The PRDM9 gene in human and mouse encodes a protein with KRAB [5] and SET domains followed by multiple tandem C2H2 zinc finger (ZF) domains near the C-terminus [6], [7]. The PRDM9 SET domain region confers histone H3(K4) trimethyltransferase activity, consistent with activity as a transcriptional activator [6]. The function of the KRAB domain of PRDM9 has not specifically been studied, but in other ZF transcription factors it is known to recruit histone deacetylases and histone H3(K9) methyltransferase, suggesting activity as a transcriptional repressor [8], [9]. Since the ZF domains are the only DNA-binding domains in PRDM9, it is likely that they confer the DNA-binding specificity of PRDM9. Because of its histone modifying activity and DNA-binding domains, it has been assumed that PRDM9 encodes a transcription factor that regulates other genes important for germ line meiosis but there is no direct evidence for such a role.

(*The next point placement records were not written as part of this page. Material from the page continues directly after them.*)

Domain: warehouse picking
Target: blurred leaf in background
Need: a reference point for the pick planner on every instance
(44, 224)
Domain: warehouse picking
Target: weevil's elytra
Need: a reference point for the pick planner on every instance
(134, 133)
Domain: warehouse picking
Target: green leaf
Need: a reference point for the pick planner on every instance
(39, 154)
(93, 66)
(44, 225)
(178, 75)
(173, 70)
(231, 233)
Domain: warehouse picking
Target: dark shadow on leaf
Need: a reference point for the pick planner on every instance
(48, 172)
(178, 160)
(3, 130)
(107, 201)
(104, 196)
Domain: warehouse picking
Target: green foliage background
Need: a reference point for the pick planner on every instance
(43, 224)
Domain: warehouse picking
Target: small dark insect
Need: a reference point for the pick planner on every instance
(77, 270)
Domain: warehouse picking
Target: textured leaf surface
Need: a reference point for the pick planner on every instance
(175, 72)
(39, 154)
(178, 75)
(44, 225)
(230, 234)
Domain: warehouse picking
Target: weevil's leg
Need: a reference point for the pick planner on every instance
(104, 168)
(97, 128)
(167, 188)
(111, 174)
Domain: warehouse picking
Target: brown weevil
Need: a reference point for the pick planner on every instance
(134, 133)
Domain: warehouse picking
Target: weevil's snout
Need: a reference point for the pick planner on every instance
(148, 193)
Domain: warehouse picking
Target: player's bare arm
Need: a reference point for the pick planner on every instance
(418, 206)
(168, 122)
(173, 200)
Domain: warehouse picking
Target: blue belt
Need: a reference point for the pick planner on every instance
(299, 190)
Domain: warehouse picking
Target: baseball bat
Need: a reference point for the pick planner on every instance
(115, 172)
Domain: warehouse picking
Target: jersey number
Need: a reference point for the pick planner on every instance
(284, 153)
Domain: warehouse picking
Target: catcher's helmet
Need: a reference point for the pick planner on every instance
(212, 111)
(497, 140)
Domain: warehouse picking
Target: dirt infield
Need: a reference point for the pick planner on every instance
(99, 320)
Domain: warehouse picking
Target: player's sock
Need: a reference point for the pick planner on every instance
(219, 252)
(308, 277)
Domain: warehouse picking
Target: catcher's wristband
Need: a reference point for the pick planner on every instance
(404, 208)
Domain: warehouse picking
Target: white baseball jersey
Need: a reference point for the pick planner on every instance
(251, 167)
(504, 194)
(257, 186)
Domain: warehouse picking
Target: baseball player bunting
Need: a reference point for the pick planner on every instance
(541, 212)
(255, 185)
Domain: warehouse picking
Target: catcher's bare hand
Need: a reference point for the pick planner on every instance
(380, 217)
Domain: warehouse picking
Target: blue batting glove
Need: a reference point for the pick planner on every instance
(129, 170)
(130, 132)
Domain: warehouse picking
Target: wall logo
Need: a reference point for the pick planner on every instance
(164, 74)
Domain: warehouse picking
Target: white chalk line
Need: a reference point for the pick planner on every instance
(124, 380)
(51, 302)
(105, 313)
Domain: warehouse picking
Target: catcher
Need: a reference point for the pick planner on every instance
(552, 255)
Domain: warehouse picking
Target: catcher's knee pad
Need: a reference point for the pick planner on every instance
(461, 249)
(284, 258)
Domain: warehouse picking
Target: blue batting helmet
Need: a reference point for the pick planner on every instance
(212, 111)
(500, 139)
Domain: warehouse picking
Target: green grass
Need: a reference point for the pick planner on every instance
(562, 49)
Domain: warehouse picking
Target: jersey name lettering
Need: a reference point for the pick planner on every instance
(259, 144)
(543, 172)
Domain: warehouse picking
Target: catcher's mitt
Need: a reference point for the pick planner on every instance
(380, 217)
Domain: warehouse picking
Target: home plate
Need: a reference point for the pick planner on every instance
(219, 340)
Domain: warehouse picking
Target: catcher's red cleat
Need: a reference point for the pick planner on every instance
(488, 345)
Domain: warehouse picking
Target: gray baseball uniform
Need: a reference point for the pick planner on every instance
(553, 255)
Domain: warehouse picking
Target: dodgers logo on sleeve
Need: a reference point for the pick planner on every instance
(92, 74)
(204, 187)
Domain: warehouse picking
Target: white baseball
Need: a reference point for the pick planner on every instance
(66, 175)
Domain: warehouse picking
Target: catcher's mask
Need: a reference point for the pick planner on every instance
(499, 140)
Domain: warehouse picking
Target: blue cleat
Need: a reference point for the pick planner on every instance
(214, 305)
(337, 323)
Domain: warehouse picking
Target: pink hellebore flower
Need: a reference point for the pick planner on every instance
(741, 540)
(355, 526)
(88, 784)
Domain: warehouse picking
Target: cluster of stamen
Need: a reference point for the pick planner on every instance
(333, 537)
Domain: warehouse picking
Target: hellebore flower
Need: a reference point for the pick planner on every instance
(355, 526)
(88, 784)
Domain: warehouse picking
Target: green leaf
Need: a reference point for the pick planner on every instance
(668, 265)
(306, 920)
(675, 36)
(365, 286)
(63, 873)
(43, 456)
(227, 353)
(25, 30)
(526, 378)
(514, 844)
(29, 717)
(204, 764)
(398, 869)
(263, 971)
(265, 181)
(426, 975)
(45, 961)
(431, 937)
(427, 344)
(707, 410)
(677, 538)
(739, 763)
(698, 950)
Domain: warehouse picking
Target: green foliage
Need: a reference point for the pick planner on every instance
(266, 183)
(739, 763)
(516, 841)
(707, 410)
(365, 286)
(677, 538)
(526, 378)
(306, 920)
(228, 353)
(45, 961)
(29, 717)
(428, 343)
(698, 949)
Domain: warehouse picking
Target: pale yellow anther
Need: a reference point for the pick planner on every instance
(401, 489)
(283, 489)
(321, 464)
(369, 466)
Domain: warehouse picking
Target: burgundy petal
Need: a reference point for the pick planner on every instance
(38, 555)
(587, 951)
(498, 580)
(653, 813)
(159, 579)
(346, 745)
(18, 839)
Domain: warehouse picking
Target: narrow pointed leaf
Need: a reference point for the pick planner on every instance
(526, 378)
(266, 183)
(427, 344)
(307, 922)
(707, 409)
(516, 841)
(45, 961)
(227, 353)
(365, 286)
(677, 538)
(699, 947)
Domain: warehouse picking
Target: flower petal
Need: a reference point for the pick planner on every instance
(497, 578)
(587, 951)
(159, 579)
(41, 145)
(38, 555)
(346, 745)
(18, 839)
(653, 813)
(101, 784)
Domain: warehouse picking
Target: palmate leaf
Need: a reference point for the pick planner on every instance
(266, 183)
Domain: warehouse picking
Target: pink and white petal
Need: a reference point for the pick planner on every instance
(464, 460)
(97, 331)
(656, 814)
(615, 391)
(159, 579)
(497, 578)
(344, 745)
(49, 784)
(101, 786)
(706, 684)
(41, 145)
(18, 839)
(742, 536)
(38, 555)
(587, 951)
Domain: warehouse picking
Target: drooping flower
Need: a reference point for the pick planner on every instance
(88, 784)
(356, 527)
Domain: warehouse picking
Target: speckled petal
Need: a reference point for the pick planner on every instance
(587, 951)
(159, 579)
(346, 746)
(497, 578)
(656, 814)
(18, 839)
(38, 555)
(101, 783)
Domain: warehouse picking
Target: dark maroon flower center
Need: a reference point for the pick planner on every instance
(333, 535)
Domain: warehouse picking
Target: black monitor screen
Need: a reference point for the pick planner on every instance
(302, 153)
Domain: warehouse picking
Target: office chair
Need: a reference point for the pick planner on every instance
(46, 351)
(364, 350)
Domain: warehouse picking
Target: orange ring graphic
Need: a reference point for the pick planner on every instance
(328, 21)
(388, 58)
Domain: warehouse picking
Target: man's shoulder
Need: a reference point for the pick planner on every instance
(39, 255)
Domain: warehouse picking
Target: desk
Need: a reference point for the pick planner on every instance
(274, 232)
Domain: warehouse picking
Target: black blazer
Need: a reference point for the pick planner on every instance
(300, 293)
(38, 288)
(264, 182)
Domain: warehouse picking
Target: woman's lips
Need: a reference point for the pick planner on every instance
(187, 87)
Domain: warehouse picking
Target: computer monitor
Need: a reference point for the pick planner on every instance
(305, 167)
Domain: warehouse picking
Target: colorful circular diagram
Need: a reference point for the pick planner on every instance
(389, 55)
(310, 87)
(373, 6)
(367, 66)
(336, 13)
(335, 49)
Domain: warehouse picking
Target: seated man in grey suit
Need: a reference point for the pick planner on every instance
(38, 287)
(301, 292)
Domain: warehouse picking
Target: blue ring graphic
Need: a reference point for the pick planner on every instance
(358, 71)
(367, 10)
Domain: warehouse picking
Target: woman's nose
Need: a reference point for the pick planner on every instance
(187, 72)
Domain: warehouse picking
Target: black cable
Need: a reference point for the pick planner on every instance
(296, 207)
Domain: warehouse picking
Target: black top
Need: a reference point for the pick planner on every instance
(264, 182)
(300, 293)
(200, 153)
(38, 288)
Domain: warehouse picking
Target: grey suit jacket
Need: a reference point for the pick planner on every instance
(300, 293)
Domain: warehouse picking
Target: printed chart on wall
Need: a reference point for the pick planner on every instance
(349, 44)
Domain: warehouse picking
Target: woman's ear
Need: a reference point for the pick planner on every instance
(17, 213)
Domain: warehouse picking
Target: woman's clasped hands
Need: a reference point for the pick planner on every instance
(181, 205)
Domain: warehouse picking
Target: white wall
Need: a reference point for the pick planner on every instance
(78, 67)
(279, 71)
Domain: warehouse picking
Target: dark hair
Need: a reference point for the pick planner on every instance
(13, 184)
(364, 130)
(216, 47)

The structure of ZF domains of the type found in PRDM9 bound to DNA is well-established [10], [11], [12]. Tandem ZF domains confer DNA-binding specificity in a modular manner, with sequential ZF domains binding sequential 3 nt DNA sequences in target sites. Each core ZF domain is typically 21 residues long and consists of a conserved framework of amino acids that coordinates and positions a highly variable nucleotide contact region. Adjacent core ZF domains are joined by a conserved 7 amino acid linker region, which makes a DNA phosphate contact and coordinates adjacent zinc fingers. Within the core ZF domain, nucleotide contacts are made by an eight amino acid turn-helix that occupies the major groove of DNA. Three amino acids make the major nucleotide contacts and adjacent residues may contribute additional contacts and influence the positioning of the major nucleotide contacts. The positions of all these amino acids are highly conserved and can be directly inferred from ZF domain sequence.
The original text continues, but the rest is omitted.